S.H. Jacobson and J.A. Jokela discussed Non–COVID-19 report on excess deaths by age and gender in the United States during the first three months of the COVID-19 pandemic in Public Health, 2020; 189:  “At COVID-19’s peak for March and April, diabetes deaths in those five states rose 96% above the expected number of deaths when compared to the weekly averages in January and February of 2020. The five states also had spikes in deaths from heart disease (89%), Alzheimer’s disease (64%) and stroke (35%). In New York City, there was a 398% increase in heart disease deaths and a 356% increase in diabetes deaths. “

To complicate the picture, the British Medical Journal suggested, “during March, while age standardised death rates for COVID-19 show it was the third most common cause of death, ischaemic heart disease was 26% lower than the five-year average for March, and cerebrovascular and chronic lower respiratory diseases were 18% and 10% lower, respectively.”

That conclusion is emerging from new research showing deaths are increasing from causes such as heart disease, stroke and diabetes – while emergency room visits for those conditions are down. A JAMA study found huge increases in excess deaths from underlying causes such as diabetes, heart disease and Alzheimer’s disease in Massachusetts, Michigan, New Jersey, New York and Pennsylvania – the five states with the most COVID-19 deaths in March and April. New York City experienced the biggest jumps, including a 398% rise in heart disease deaths and a 356% increase in diabetes deaths.

In May of 2020, Bob Anderson, chief of the mortality statistics branch at the CDC’s National Center for Health Statistics, stated, “The data, based on death certificates from states, shows a spike in so-called “excess deaths” in the United States, split between confirmed COVID-19 fatalities and undiagnosed or unrelated deaths. Amid the pandemic, at least 66,081 more people in the United States have died than expected since January 1. More than 32,300 of the excess deaths have not been attributed to COVID-19. When you put it in context with the weekly deaths over the last couple of years, you see quite a remarkable jump.”
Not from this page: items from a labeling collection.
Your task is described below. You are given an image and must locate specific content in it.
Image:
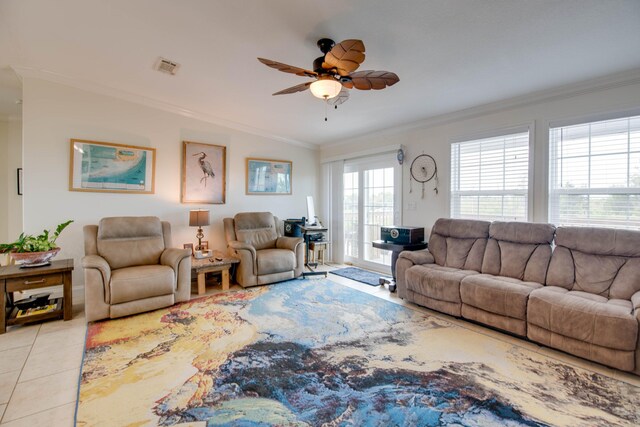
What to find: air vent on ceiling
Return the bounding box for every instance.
[156,57,180,76]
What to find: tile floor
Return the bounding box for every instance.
[0,265,640,427]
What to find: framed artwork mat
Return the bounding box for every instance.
[69,139,156,194]
[181,141,227,204]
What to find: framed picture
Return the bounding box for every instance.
[182,141,227,204]
[182,243,193,255]
[69,139,156,194]
[247,158,292,194]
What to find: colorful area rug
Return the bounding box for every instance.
[329,267,391,286]
[76,279,640,426]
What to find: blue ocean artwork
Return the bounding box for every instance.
[82,144,147,188]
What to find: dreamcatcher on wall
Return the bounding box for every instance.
[409,154,438,199]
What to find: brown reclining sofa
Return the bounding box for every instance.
[396,218,640,375]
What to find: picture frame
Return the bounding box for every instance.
[181,141,227,205]
[246,158,293,195]
[182,243,193,255]
[16,168,22,196]
[69,139,156,194]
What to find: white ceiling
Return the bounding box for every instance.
[0,0,640,144]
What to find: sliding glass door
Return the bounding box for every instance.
[343,155,402,270]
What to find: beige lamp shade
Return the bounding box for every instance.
[189,209,209,227]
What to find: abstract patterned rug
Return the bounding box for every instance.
[329,267,391,286]
[76,279,640,426]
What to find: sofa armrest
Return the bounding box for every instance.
[227,240,256,259]
[227,240,258,276]
[160,248,191,272]
[276,236,304,252]
[399,249,435,265]
[631,291,640,314]
[82,255,111,286]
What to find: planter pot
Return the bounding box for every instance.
[10,248,60,267]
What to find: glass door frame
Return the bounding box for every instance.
[342,153,402,273]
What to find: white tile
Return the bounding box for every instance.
[0,345,31,374]
[31,326,87,353]
[18,344,84,383]
[0,324,40,351]
[38,313,87,336]
[2,369,80,422]
[0,402,76,427]
[0,371,20,404]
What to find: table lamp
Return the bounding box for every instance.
[189,209,209,251]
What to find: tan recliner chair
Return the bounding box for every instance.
[224,212,304,288]
[82,216,191,321]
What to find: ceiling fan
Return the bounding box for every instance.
[258,38,400,108]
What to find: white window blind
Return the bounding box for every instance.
[549,116,640,229]
[451,130,529,221]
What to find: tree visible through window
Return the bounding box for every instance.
[549,116,640,229]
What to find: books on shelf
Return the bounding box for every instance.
[16,299,59,319]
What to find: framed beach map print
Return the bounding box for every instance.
[182,141,227,205]
[69,139,156,194]
[247,159,292,194]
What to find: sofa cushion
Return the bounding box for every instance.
[527,286,638,351]
[96,217,165,269]
[429,218,490,272]
[405,264,478,303]
[460,274,542,320]
[233,212,278,250]
[482,221,555,283]
[109,265,176,304]
[256,249,296,276]
[546,227,640,299]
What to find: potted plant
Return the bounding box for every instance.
[0,220,73,267]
The CDC reported in late June of 2020 that in the 10 weeks after the pandemic was declared a national emergency on March 13, hospital emergency department visits declined by 23% for heart attacks, 20% for strokes and 10% for uncontrolled high blood sugar in people with diabetes.

Another JAMA study in July 2020, found approximately 781 000 total deaths in the United States from March 1 to May 30, 2020, representing 122,300 (95% prediction interval, 116,800-127,000) more deaths than would typically be expected at that time of year. There were 95 235 reported deaths officially attributed to COVID-19 from March 1 to May 30, 2020. The number of excess all-cause deaths was 28% higher than the official tally of COVID-19–reported deaths during that period.
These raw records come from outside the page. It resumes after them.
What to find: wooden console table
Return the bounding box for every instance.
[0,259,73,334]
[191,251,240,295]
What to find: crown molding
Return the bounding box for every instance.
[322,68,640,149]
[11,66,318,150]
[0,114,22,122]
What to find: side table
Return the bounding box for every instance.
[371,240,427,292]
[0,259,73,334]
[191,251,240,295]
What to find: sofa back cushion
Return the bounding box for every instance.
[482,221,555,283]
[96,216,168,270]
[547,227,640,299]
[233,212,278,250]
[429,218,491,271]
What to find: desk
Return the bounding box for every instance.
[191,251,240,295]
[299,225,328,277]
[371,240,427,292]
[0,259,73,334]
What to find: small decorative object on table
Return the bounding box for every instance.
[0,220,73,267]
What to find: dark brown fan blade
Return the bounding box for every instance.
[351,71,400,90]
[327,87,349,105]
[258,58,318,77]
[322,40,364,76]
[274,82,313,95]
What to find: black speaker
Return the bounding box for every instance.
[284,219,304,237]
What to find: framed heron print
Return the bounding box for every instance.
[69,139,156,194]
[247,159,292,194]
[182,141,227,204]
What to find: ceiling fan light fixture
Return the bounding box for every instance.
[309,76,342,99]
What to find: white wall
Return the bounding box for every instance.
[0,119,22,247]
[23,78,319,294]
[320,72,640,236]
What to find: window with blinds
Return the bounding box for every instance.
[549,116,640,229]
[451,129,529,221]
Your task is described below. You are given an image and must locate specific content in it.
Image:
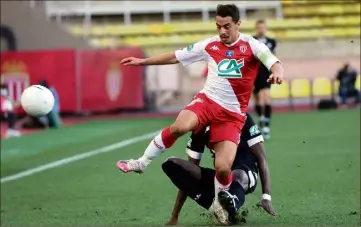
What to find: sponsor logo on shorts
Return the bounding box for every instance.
[187,44,194,52]
[226,50,234,58]
[153,140,164,150]
[194,194,202,200]
[187,98,203,106]
[187,138,192,147]
[249,125,261,136]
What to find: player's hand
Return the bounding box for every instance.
[167,217,178,225]
[120,57,145,66]
[267,74,283,84]
[257,199,277,216]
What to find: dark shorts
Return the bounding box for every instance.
[162,158,257,210]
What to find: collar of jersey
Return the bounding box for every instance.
[224,32,241,47]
More data from the JAMANetwork Join Point analysis revealed,in October 2020, “Of the 225,530 excess deaths, 150,541 (67%) were attributed to COVID-19. The analyses revealed an increase in deaths attributed to causes other than COVID-19, reaching statistical significance. US mortality rates for heart disease increased between weeks ending March 21 and April 11 (APC, 5.1 [95% CI, 0.2-10.2]), driven by the spring surge in COVID-19 cases. Mortality rates for Alzheimer disease/dementia increased twice, between weeks ending March 21 and April 11 (APC, 7.3 [95% CI, 2.9-11.8]) and between weeks ending June 6 and July 25 (APC, 1.5 [95% CI, 0.8-2.3]), the latter coinciding with the summer surge in sunbelt states.”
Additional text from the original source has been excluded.